In 1953 the U.S. Army Corps of Engineers recommended more detailed study of the plan and eventually constructed a hydraulic model of the Bay Area to test it. The barriers, which were the plan's essential element, failed to survive this critical study. The scrapping of the Reber Plan in the early 1960's was one sign, perhaps, of the end of an era of grandiose civil works projects aimed at totally restructuring a region's natural environment, and the birth of the environmental era.
Constructed in two phases, starting in 1956, the Model consists of 286 slabs of concrete, each measuring 12-ft by 12-ft and weighing five-tons. The Model covers an area equivalent to two football fields.
The model fills with water and replicates a 24-hour tidal cycle every 14.4 minutes. (The water was turned off during my visit.) An hour of real life passes every 36 seconds in the model. Two-thirds of the San Francisco Bay-Delta is less than 18 feet deep. In order for the Model to hold measurable amounts of water in its shallowest extremities, the model uses altered horizontal and vertical scales.
The deepest part of the Bay (330 ft) is right under the Golden Gate Bridge, where the largest amount of water passes through the narrowest strait.
The copper tabs help to simulate friction between water and the Bay floor.
In the 19th century, gold miners diverted rivers to make water cannons that blasted away mountainsides. Downstream, the muddy debris raised rivers that flooded towns and farms, turned marshlands into uplands, and deposited deep layers of mud on the bottom of the Bay. Hydraulic mining was banned in 1884 by a federal court order.
An astonishing forty percent of California drains into San Francisco Bay; I dig this old-school model that shows the Sierra snowpack melting into rivers (which in real life are all dammed).
You can also see from this why the South Bay is the saltiest part of the Bay. All the freshwater flows in from the Delta and out through the Golden Gate, without much mixing.

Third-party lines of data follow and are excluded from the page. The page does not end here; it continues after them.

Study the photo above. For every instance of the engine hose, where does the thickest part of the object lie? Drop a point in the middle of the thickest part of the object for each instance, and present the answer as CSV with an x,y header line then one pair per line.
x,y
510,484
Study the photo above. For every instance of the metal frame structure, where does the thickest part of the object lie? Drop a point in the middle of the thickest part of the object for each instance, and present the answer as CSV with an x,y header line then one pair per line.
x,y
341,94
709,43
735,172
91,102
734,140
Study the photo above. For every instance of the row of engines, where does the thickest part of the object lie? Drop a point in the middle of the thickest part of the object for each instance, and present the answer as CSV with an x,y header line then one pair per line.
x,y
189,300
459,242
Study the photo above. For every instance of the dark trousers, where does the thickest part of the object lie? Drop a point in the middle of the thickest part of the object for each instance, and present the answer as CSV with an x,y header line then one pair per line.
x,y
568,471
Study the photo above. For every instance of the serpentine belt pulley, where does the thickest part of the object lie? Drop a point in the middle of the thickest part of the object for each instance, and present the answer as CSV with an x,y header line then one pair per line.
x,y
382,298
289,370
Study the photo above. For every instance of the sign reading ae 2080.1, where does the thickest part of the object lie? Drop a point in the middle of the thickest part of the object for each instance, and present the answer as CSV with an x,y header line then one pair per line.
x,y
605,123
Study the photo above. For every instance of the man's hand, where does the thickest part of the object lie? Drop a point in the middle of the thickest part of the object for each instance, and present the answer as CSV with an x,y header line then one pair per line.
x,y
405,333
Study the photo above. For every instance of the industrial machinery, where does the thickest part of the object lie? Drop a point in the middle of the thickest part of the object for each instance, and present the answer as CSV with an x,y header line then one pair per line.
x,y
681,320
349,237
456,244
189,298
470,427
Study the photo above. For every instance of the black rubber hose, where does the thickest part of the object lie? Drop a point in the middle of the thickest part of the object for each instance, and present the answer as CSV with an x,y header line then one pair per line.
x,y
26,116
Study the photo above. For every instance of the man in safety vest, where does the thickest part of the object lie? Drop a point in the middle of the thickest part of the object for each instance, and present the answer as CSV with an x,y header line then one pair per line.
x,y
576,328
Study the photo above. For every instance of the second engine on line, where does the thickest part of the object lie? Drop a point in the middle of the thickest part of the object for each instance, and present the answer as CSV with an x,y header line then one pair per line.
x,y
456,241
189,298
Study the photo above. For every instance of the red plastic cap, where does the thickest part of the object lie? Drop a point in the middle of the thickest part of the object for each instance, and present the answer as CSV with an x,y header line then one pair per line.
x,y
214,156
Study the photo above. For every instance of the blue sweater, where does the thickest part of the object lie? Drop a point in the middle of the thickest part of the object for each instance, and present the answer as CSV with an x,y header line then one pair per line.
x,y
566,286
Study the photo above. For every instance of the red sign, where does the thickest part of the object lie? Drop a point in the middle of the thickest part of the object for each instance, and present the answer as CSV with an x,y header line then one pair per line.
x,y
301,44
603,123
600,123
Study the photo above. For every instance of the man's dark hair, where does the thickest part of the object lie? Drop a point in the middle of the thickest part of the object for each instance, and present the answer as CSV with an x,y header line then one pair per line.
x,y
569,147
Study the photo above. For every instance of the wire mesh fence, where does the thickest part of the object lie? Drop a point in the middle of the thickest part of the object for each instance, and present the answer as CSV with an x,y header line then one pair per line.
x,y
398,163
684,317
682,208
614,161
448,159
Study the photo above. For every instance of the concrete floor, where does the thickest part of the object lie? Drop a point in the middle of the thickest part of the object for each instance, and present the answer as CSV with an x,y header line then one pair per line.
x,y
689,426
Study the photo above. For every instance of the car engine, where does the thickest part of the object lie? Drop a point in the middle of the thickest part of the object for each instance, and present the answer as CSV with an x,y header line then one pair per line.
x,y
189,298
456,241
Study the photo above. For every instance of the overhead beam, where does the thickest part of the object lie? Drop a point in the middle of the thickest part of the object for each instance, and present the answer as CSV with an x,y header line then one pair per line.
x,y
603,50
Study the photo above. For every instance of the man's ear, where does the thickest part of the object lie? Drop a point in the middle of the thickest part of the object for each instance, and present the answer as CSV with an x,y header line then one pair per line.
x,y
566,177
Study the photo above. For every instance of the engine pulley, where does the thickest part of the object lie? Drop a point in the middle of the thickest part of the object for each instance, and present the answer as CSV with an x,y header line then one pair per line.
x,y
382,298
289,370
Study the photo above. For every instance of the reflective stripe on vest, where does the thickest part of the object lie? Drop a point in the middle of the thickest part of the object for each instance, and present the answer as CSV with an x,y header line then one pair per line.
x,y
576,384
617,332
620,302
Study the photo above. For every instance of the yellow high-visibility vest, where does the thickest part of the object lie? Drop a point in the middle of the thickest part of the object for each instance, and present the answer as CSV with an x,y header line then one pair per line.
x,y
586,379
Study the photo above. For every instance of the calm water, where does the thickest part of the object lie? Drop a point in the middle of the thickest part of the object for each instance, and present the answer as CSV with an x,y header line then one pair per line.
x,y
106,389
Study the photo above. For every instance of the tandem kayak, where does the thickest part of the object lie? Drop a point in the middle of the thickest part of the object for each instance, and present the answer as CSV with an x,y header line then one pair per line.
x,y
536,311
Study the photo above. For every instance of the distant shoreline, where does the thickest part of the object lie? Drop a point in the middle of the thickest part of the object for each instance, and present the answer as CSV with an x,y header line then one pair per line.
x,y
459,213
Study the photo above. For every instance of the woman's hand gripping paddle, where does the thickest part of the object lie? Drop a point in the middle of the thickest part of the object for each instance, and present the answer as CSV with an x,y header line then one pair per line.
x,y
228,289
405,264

Freshwater inputs in the South Bay come mostly from treated wastewater.
Link to Ecology of San Francisco Bay Introduction and TOC.
2 comments:
Thanks, Chuck - I'd like to see this for real. I'll bet my dad would have liked to visit this exhibit, too. He was once bribed into taking a trip to Las Vegas by the promise of a side trip to Hoover Dam.
Annie at the Transplantable Rose
This is very interesting...I'm amazed that so much intelligent planning and forethought came in to play so long ago.